MD5, SHA-1, SHA-256: Which Hash Should You Use?

"Should I use MD5 or SHA-256?" is the wrong question if you don't first ask what the hash is for. The same algorithm can be a perfectly reasonable choice for one job and a security disaster for another.

This guide walks through the three hashes developers reach for most, where each is still acceptable, where they're dangerous, and what you should actually use for the two cases people get wrong: integrity verification and password storage.

What a hash function actually does

A cryptographic hash takes input of any size and produces a fixed-length digest. Feed it one byte or a 4 GB file, you get back the same-length string. The same input always produces the same output, and (in theory) you can't run the function backwards to recover the input.

Three properties matter for security:

Preimage resistance — given a digest, you can't find an input that produces it.
Second-preimage resistance — given an input, you can't find a different input with the same digest.
Collision resistance — you can't find any two distinct inputs that hash to the same value.

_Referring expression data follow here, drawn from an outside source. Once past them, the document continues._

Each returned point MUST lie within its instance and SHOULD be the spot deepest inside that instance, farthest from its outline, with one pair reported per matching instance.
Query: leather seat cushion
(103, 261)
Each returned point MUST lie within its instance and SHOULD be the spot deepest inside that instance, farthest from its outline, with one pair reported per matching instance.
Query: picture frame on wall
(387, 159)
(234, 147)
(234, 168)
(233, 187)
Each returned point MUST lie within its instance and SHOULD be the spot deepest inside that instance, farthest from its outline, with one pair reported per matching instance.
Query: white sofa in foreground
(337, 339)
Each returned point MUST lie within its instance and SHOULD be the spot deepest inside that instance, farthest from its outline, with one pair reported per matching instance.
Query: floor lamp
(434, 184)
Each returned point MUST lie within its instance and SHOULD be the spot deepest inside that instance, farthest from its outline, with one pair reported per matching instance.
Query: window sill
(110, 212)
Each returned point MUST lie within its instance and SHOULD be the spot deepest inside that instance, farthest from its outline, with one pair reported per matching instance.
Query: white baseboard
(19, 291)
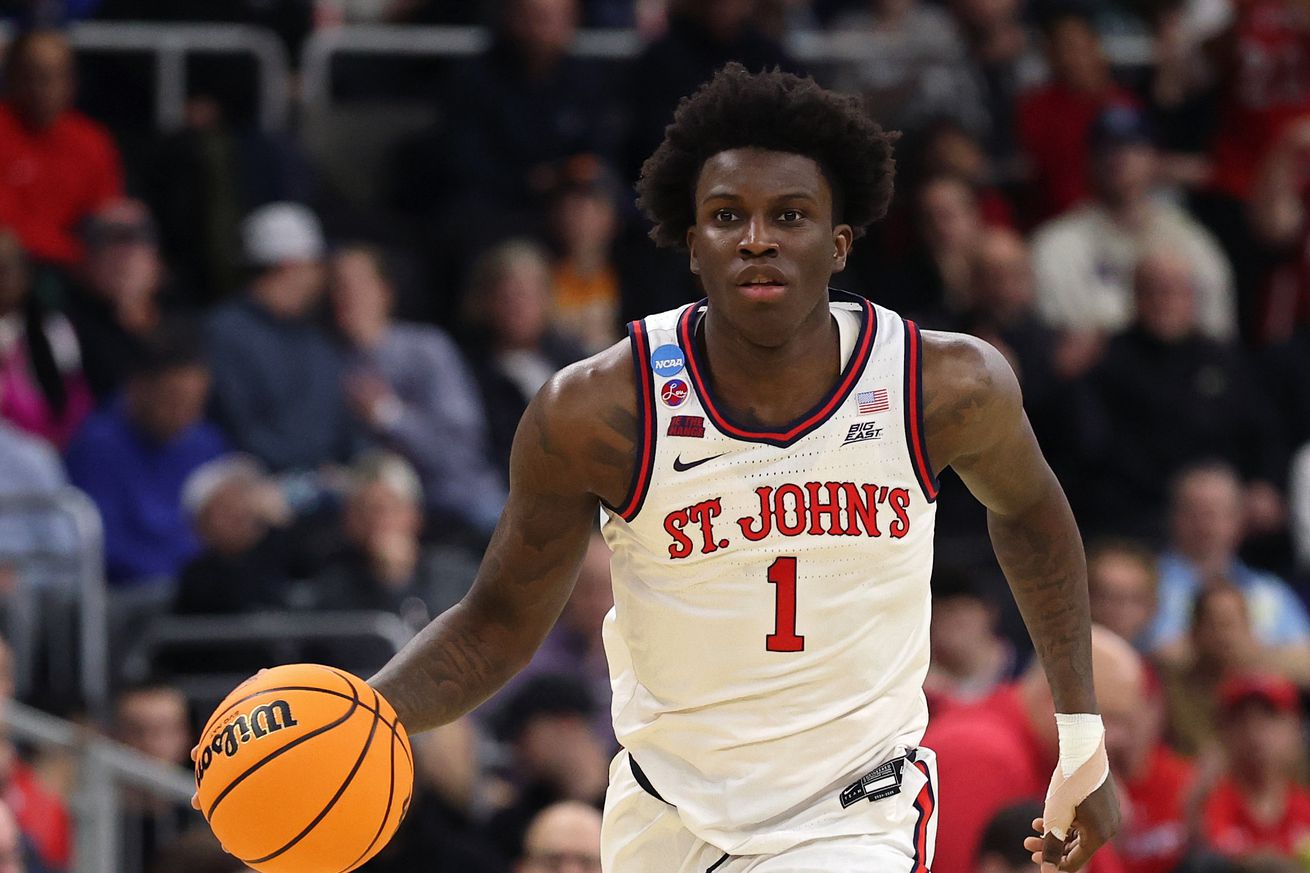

When people say an algorithm is "broken," they almost always mean collision resistance has fallen. That distinction is the whole story of MD5 and SHA-1, so keep it in mind.

MD5: fast, ubiquitous, and broken

MD5 produces a 128-bit (16-byte) digest. It's everywhere — config files, legacy databases, ETags, old download pages — because it's fast and was the default for years.

It is also thoroughly broken for collision resistance. Practical collision attacks have existed since the mid-2000s, and they're not academic. Attackers used an MD5 collision to forge a certificate authority signature, and the Flame malware abused MD5 to fake a Microsoft code-signing certificate. You can generate two different files with the same MD5 on a laptop in seconds.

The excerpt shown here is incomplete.